Re: [RFC PATCH] pci: add hook for architectures to disble SR-IOV at runtime

[Date Prev][Date Next][Thread Prev][Thread Next][Date Index][Thread Index]

 



On Fri, 2011-10-07 at 06:29 -0400, Prarit Bhargava wrote:

> Frankly this is only useful for developers and _a few_ enterprise
> users at this point.  Maybe the value needs to be a config value, but
> that doesn't explain the increase in complexity of the code Nish is
> suggesting.

No, it's all our enterprise users since we are shipping SR-IOV capable
adapters and Linux trying to mess around with VFs makes them not work.
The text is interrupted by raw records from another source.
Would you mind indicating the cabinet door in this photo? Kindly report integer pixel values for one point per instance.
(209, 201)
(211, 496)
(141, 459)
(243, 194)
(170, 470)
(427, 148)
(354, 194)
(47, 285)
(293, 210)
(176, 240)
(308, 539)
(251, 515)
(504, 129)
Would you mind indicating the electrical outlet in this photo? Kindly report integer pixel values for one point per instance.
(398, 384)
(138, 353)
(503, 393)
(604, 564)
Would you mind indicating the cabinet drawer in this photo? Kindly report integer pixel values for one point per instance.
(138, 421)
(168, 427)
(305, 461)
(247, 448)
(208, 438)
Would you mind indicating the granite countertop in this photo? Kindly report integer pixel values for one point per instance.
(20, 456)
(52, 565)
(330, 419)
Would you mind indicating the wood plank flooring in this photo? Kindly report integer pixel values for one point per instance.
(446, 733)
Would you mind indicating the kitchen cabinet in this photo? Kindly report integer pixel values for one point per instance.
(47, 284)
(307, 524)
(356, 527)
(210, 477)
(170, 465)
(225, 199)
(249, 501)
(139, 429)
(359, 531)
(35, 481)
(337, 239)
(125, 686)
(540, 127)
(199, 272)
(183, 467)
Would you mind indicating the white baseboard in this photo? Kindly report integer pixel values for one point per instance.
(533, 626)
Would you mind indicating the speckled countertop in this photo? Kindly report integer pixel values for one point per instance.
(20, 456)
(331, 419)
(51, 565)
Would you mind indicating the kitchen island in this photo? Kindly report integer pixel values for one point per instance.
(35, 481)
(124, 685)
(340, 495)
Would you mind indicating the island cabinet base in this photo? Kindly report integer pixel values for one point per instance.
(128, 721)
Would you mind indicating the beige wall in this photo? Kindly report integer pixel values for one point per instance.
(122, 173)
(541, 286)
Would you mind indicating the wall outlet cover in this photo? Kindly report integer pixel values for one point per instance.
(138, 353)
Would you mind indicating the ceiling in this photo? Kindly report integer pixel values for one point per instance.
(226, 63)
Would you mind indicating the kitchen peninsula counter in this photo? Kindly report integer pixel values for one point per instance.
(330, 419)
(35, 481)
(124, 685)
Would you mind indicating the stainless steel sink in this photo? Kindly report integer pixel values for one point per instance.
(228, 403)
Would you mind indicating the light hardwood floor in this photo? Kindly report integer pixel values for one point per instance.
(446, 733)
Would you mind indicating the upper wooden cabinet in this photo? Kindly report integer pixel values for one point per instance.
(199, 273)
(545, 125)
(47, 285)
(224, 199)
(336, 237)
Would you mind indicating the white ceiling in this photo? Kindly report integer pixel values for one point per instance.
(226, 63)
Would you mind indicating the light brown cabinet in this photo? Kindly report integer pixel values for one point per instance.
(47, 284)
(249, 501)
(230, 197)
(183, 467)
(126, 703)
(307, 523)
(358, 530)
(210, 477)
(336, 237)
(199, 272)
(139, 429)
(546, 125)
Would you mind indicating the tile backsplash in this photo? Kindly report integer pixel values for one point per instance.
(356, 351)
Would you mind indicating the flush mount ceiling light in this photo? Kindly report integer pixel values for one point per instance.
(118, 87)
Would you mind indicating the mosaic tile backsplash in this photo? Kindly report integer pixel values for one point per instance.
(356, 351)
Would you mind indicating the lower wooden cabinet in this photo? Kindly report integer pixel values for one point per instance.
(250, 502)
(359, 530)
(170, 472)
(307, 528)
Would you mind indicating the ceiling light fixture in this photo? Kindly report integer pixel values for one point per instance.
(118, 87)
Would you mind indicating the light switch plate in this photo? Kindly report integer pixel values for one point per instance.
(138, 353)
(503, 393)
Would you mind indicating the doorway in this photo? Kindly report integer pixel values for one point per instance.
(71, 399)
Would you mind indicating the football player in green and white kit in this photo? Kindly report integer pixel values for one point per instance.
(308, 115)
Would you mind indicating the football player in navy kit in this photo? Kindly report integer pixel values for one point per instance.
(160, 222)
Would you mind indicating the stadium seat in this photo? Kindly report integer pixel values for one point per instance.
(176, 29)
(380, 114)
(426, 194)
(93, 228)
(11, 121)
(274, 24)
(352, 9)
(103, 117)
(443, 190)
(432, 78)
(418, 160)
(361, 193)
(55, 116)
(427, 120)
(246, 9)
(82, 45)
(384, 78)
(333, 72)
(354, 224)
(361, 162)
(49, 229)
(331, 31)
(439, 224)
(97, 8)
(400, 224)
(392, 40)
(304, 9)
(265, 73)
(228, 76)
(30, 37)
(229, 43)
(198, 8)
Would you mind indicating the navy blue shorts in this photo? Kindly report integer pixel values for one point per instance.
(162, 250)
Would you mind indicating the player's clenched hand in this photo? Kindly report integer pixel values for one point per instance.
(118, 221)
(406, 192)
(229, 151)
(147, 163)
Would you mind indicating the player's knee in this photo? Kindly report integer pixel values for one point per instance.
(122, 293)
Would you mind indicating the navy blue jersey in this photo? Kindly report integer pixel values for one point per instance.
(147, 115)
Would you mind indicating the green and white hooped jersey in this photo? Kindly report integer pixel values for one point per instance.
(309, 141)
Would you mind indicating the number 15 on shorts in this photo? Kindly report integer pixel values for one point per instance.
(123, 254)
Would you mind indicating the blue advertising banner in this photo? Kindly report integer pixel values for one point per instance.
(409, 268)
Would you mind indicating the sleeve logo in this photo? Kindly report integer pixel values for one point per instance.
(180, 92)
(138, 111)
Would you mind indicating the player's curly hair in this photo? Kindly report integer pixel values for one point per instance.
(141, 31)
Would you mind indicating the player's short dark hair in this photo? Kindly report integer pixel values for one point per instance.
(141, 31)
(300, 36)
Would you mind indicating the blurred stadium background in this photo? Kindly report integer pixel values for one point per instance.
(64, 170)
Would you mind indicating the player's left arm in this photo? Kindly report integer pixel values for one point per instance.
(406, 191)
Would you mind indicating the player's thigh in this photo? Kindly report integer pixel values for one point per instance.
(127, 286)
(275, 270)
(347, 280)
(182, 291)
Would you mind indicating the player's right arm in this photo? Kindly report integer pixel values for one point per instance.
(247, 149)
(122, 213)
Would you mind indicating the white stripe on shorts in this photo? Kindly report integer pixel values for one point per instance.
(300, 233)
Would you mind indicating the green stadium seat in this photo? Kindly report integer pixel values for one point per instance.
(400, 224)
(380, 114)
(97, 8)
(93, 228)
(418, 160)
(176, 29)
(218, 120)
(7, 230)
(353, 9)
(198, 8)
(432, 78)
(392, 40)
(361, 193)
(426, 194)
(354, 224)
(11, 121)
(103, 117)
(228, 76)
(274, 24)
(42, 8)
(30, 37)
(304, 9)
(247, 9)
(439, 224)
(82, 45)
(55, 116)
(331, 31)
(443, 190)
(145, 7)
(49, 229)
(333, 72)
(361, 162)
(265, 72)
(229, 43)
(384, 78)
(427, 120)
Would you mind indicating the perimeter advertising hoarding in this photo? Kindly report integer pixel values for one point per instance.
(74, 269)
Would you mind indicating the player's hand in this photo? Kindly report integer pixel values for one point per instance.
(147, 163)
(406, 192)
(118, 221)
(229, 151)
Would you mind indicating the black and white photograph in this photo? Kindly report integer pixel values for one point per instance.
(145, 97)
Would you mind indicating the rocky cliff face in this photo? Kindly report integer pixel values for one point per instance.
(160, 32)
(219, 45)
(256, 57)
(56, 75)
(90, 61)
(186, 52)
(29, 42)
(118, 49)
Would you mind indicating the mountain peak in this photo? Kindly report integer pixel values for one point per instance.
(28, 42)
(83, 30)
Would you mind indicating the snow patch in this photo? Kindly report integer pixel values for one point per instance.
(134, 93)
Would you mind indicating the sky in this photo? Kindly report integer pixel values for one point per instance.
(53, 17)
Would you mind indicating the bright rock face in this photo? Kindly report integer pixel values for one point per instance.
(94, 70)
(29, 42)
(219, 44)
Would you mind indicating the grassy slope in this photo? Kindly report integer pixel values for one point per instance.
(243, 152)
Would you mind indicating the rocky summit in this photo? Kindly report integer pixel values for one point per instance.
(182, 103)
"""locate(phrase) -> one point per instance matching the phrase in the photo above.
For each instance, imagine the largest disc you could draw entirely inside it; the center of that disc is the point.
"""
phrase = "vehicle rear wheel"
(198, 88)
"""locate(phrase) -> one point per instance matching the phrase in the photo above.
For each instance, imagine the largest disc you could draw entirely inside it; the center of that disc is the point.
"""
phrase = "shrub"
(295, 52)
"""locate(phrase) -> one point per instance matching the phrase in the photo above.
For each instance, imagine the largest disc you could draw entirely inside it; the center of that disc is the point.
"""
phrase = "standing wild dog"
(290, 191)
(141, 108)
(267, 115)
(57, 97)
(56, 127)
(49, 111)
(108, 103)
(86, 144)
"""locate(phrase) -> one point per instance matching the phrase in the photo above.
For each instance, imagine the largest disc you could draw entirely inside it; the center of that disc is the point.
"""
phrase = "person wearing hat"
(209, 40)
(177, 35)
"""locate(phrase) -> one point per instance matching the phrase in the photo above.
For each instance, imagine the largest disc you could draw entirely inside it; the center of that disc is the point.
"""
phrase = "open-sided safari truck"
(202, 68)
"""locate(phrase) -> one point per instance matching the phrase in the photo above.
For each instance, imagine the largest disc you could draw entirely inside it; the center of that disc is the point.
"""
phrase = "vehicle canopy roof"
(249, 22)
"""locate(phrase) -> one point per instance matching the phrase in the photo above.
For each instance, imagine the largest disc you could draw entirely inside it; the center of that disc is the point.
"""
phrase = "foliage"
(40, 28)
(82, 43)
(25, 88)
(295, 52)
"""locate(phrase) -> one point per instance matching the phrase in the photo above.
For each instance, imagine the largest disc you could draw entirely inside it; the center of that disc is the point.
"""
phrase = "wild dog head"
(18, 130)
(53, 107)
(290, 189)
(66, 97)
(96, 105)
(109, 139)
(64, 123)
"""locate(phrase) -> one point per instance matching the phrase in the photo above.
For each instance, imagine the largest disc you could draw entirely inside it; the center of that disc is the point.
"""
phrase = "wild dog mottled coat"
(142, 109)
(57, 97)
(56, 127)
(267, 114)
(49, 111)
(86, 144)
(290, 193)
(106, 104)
> What we're saying is that the real fix isn't to plunk a bunch of code
> which will be dead in a few months when powerpc gets its act together
> on SRIOV.  Going with a bunch of complex arch-specific code for little
> benefit seems overkill here.

Well, powerpc itself has no problem with SR-IOV, ie, it will work on all
our platforms that don't have a hypervisor :-)

The case of pHyp is special since all the resources are under control of
the hypervisor and I don't know if will -ever- get its act together.
AFAIK, there is no plan at this point for pHyp to support guest OSes in
control of PFs creating VFs at this stage but I don't know for sure.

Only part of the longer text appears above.